I’ve been reading a bunch of papers on reinforcment learning applied to video streaming recently, and a shorter paper out of Microsoft called Reinforcement learning for bandwidth estimation and congestion control in real-time communications caught my eye for its clarity.

Here are some of my notes.


Bandwidth estimation and congestion control for real-time communications (i.e., audio and video conferencing) remains a difficult problem, despite many years of research. Achieving high quality of experience (QoE) for end users requires continual updates due to changing network architectures and technologies. In this paper, we apply reinforcement learning for the first time to the problem of real-time communications (RTC), where we seek to optimize user-perceived quality. We present initial proof-of-concept results, where we learn an agent to control sending rate in an RTC system, evaluating using both network simulation and real Internet video calls. We discuss the challenges we observed, particularly in designing realistic reward functions that reflect QoE, and in bridging the gap between the training environment and real-world networks.

My Summary

They focus on applying reinforcement learning (RL) to improving real time, two-way, communications in video streaming. In other words, some sort of two-way video call like FaceTime or a Skype video call.

RL has previously been applied to video streaming, but not in two-way real time communications. They are

  1. video on demand (think of a regular YouTube)
  2. real-time video streaming (think a live broadcast over Twitch, Facebook Live, etc.)

What makes real time communications so difficult?

  1. If you want two-way interactivity, you can’t have a pre-fetched buffer which is typically used in the scenarios above.
  2. Upload speed comes into play for all parties, which is typically more limited than downlaod speed.
  3. The model needs to run in real-time, so decisions have a tighter window.
  4. There are no pre-encoded quality levels for the video streams, so the action space is perhaps not discrete.
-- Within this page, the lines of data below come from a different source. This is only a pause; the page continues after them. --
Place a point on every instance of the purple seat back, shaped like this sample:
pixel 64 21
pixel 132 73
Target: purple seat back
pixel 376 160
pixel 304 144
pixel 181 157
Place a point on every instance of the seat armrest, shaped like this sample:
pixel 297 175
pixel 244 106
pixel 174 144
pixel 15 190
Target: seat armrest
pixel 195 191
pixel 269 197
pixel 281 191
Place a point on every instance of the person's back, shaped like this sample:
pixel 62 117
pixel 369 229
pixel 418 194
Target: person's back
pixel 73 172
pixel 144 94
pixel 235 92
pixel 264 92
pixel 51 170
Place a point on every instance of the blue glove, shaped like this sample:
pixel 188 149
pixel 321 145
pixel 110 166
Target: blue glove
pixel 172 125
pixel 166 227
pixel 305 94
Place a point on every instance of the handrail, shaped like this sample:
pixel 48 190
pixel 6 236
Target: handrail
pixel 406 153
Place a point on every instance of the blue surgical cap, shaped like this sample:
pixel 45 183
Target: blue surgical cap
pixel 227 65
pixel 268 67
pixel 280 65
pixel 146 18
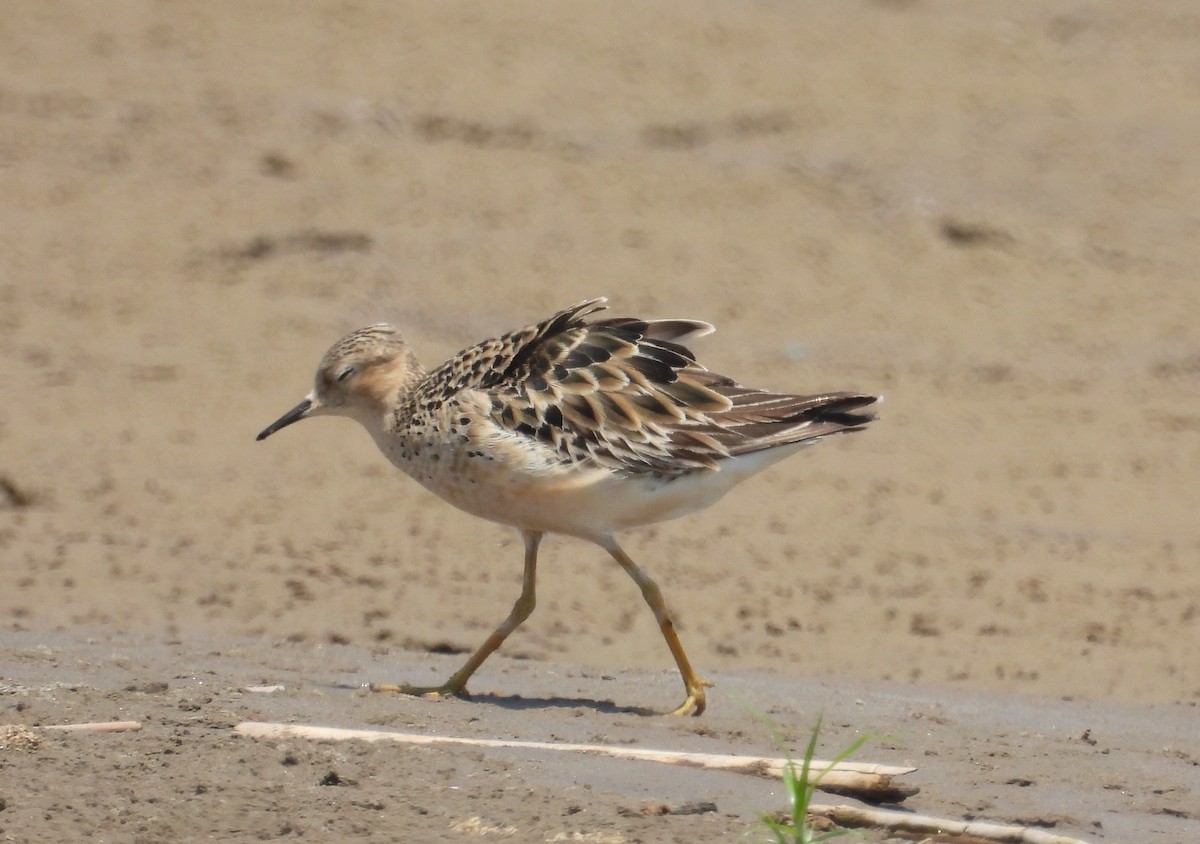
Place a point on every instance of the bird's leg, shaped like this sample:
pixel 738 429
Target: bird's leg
pixel 694 704
pixel 457 684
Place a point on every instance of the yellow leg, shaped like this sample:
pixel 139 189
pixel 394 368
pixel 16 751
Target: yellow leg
pixel 694 704
pixel 457 684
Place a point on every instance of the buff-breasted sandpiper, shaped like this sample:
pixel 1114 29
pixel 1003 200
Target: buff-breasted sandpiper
pixel 574 426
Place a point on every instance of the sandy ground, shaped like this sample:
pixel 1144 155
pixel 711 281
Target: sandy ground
pixel 987 211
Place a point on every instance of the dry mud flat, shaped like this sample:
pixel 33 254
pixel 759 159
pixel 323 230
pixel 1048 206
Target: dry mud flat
pixel 1099 772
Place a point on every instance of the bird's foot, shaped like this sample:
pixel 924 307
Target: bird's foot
pixel 444 690
pixel 694 704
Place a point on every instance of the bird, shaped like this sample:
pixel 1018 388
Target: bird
pixel 574 425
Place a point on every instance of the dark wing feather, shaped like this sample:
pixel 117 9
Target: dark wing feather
pixel 625 394
pixel 622 393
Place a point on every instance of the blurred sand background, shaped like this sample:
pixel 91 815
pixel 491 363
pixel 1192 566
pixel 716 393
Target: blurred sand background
pixel 985 211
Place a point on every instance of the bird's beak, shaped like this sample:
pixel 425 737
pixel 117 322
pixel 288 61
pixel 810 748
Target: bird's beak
pixel 295 414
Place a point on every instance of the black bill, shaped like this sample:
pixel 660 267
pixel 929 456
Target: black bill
pixel 295 414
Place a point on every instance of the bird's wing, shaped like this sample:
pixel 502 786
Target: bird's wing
pixel 625 394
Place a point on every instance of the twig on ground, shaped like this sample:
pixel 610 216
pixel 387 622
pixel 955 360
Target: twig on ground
pixel 863 779
pixel 96 726
pixel 903 821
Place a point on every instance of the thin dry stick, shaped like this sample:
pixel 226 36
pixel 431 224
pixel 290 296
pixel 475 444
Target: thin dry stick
pixel 96 726
pixel 858 778
pixel 903 821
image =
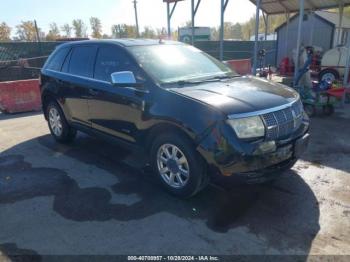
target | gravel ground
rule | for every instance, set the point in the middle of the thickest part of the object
(91, 197)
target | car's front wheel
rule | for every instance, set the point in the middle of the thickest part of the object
(178, 165)
(58, 125)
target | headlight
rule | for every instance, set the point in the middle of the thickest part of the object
(249, 127)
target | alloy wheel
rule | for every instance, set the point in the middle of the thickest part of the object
(173, 166)
(55, 122)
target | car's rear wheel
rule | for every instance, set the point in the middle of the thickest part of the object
(178, 165)
(58, 125)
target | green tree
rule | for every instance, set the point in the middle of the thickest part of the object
(54, 32)
(96, 27)
(26, 31)
(237, 31)
(67, 29)
(119, 31)
(79, 28)
(123, 31)
(5, 32)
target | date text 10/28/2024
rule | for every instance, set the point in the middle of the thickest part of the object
(173, 258)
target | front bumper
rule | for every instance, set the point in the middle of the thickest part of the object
(234, 157)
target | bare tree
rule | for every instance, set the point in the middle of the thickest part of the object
(54, 32)
(26, 31)
(79, 28)
(67, 29)
(96, 27)
(5, 32)
(148, 32)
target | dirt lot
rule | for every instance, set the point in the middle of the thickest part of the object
(93, 198)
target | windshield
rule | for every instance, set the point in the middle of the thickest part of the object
(173, 63)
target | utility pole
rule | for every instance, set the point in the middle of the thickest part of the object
(136, 19)
(37, 31)
(38, 36)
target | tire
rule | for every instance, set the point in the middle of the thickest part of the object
(328, 75)
(58, 125)
(310, 110)
(173, 177)
(328, 110)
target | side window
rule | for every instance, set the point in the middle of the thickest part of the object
(82, 61)
(112, 59)
(65, 66)
(55, 63)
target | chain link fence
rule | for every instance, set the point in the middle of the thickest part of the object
(239, 50)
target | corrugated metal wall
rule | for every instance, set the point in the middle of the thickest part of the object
(322, 36)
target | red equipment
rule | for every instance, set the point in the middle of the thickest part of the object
(286, 67)
(20, 96)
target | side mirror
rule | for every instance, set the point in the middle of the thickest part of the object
(124, 79)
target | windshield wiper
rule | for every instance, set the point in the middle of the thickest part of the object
(214, 78)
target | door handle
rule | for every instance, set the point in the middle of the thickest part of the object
(93, 92)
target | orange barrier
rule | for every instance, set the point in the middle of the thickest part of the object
(20, 96)
(242, 66)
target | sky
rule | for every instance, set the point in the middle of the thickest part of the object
(151, 12)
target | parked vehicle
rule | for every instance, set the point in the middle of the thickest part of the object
(333, 64)
(190, 113)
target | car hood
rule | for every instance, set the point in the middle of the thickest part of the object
(240, 94)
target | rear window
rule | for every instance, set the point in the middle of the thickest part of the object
(109, 60)
(55, 63)
(82, 61)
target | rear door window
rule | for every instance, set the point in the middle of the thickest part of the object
(55, 63)
(82, 61)
(112, 59)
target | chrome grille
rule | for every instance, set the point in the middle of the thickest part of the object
(283, 122)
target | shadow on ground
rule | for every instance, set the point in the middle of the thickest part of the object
(330, 143)
(10, 252)
(285, 213)
(5, 116)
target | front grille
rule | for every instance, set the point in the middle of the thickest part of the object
(282, 123)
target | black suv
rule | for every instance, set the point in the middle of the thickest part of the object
(192, 114)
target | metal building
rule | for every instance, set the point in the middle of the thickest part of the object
(320, 28)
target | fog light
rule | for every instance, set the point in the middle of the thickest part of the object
(265, 147)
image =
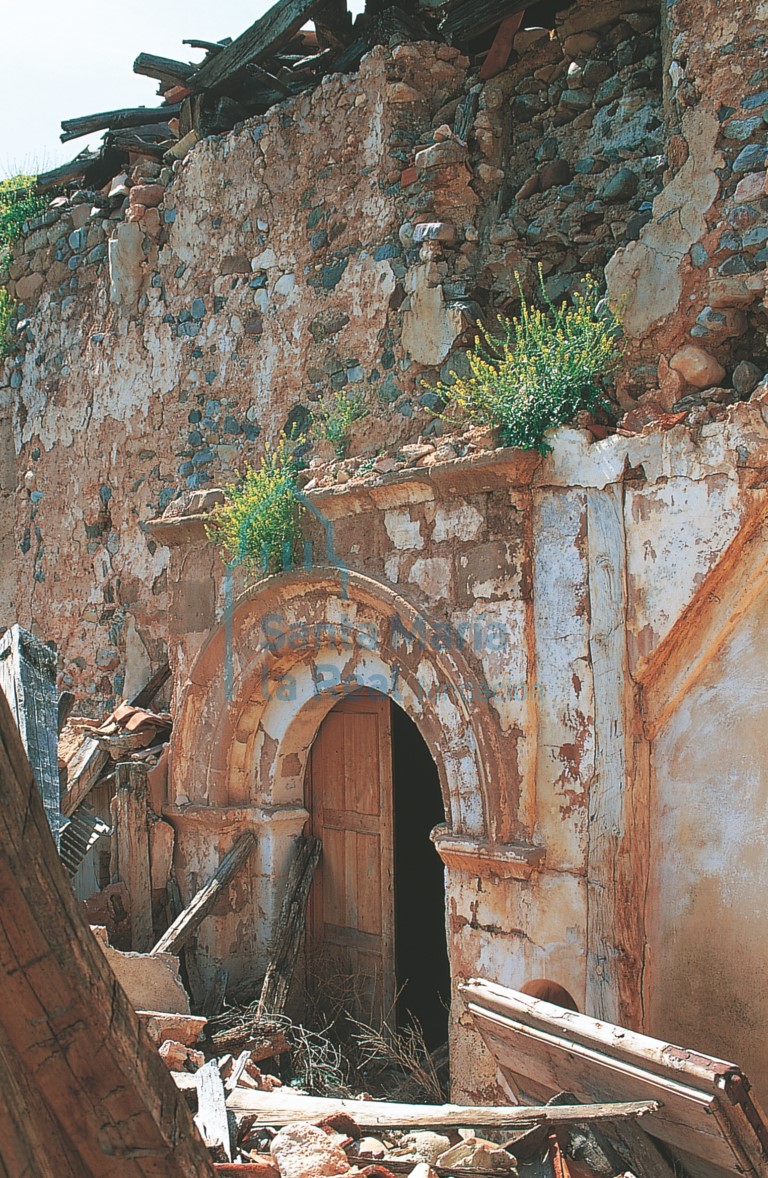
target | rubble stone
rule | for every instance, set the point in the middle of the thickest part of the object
(697, 366)
(747, 377)
(304, 1151)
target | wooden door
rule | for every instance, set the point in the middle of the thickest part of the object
(352, 905)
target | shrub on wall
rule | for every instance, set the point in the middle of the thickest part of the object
(259, 521)
(336, 417)
(18, 204)
(542, 368)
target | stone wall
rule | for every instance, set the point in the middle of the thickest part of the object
(570, 637)
(349, 239)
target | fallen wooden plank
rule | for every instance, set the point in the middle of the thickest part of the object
(81, 1084)
(189, 920)
(149, 65)
(90, 761)
(132, 848)
(285, 1109)
(66, 173)
(117, 120)
(470, 18)
(212, 1118)
(290, 931)
(265, 35)
(28, 681)
(707, 1114)
(498, 54)
(238, 1067)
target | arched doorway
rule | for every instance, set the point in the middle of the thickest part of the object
(377, 911)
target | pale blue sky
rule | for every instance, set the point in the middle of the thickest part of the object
(60, 59)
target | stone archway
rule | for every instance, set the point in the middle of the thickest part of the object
(262, 686)
(295, 646)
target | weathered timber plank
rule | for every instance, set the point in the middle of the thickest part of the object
(144, 697)
(608, 789)
(704, 1109)
(65, 173)
(149, 65)
(498, 54)
(470, 18)
(265, 35)
(189, 920)
(284, 1109)
(212, 1119)
(94, 1089)
(88, 762)
(132, 845)
(117, 120)
(84, 771)
(28, 681)
(290, 930)
(640, 1150)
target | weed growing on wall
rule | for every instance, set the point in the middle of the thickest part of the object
(543, 366)
(18, 204)
(259, 521)
(336, 417)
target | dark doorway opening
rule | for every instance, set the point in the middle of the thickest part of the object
(421, 950)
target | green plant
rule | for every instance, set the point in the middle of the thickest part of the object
(335, 419)
(543, 368)
(259, 521)
(18, 204)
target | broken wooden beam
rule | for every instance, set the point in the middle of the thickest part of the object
(187, 921)
(66, 173)
(132, 849)
(149, 65)
(28, 681)
(470, 18)
(498, 54)
(264, 37)
(211, 1118)
(83, 1086)
(283, 1107)
(90, 761)
(117, 120)
(290, 930)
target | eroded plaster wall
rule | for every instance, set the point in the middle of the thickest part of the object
(707, 910)
(350, 239)
(561, 852)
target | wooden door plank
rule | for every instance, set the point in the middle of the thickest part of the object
(349, 796)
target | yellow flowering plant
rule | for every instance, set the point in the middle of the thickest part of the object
(542, 368)
(259, 522)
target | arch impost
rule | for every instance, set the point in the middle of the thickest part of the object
(223, 819)
(480, 856)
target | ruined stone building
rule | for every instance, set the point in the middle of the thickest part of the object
(562, 769)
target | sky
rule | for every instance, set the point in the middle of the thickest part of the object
(60, 60)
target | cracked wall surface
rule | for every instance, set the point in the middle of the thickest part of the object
(551, 595)
(604, 781)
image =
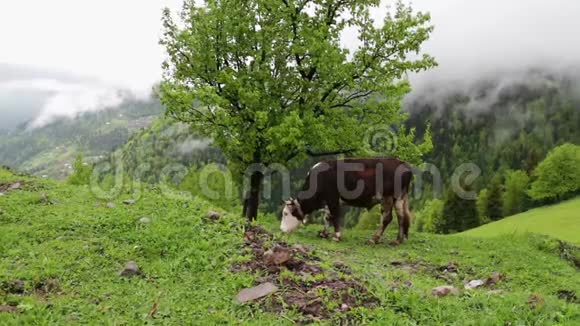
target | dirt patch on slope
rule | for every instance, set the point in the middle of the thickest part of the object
(10, 186)
(315, 292)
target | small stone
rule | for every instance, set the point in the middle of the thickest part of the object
(474, 284)
(300, 248)
(8, 309)
(13, 287)
(256, 292)
(144, 220)
(444, 290)
(213, 215)
(16, 185)
(278, 256)
(130, 269)
(494, 278)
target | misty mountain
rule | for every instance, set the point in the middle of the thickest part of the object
(38, 96)
(50, 150)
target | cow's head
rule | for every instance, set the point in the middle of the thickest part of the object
(292, 216)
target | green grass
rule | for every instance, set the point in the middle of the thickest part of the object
(186, 261)
(561, 221)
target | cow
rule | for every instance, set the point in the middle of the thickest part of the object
(362, 183)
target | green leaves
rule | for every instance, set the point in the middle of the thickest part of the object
(558, 175)
(269, 80)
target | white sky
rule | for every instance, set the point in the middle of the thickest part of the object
(117, 40)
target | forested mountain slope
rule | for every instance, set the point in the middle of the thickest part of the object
(50, 150)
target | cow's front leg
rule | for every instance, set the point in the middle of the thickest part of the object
(335, 220)
(324, 233)
(400, 209)
(386, 218)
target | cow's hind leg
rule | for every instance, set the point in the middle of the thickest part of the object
(334, 219)
(327, 217)
(386, 218)
(400, 209)
(408, 218)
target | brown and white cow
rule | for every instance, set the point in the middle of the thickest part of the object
(353, 182)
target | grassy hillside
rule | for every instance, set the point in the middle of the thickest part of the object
(50, 150)
(561, 221)
(61, 252)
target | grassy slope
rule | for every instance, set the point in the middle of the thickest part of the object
(560, 221)
(186, 262)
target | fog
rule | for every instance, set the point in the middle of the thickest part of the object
(113, 46)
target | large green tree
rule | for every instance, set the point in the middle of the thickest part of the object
(270, 81)
(515, 199)
(558, 175)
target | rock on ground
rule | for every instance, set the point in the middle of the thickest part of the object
(444, 290)
(7, 309)
(131, 269)
(256, 292)
(213, 215)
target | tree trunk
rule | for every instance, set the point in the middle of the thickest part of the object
(252, 200)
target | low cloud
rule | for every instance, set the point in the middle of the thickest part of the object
(191, 145)
(67, 99)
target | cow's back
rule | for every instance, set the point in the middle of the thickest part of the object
(342, 179)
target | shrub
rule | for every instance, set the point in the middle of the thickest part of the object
(557, 177)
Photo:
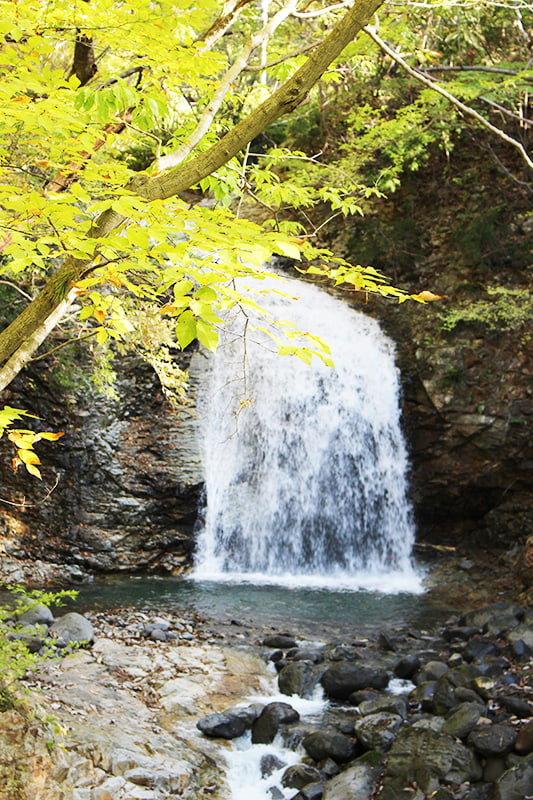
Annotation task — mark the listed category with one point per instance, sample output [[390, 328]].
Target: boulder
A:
[[418, 751], [270, 763], [431, 671], [492, 740], [72, 628], [299, 775], [355, 783], [223, 725], [524, 740], [344, 677], [36, 615], [522, 633], [267, 724], [393, 703], [329, 744], [378, 731], [516, 706], [407, 666], [280, 641], [515, 783], [297, 677], [462, 720]]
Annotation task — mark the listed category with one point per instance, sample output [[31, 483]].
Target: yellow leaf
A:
[[24, 441], [427, 296], [32, 469], [28, 456], [52, 437]]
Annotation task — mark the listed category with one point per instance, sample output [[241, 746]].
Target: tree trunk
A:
[[182, 177]]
R3Net: An Initial Approach

They train a neural network model designed to estimate bandwidth in real-time. It runs on the receiver side, which then communicates its results to the sender, which then can use the data to control the sending rate of the stream (presumbly increasing data flow and quality, as bandwidth allows).

They formulate the state input as

  • receiver rate (kb/s)
  • average package interval (ms)
  • pacakge loss rate (%)
  • average RTT (ms)

and their action as a bandwidth estimate of 0 to 8 Mb/s. Their reward is then designed as

\[0.6 ln (4R+1) - D - 10L\]

where R is the receiver rate in (Mb/s), D is the average RTT, and L is the packet loss rate. This then supposedly translates to a representation of better QoE, because it rewards receiving more network packets (data) and punishes delay and dropped packets.

They use Unscented Kalman Filter (UKF) as a fixed-rule baseline, and show their neural network improves bandwidth usage by about 5% in a simulated environment, but find the neural network falters a bit when moved to a real environment, and measuring actual video quality (with Netflix’s VMAF), particularly over a slower 3G connection.


Their neural network setup wasn’t particularly interesting to me, as it is just a module that can be improved, but the paper provides and nice architectural overview of how RL might be applied in real-time communications environment, as well as a short introduction to what else is being done in this field of research.

I was also left wondering how they designed the coefficients in their reward function and why they didn’t try to tie the reward directly to the VMAF quality output in the real scenario.


Fang, Joyce, et al. “Reinforcement learning for bandwidth estimation and congestion control in real-time communications.” arXiv preprint arXiv:1912.02222 (2019).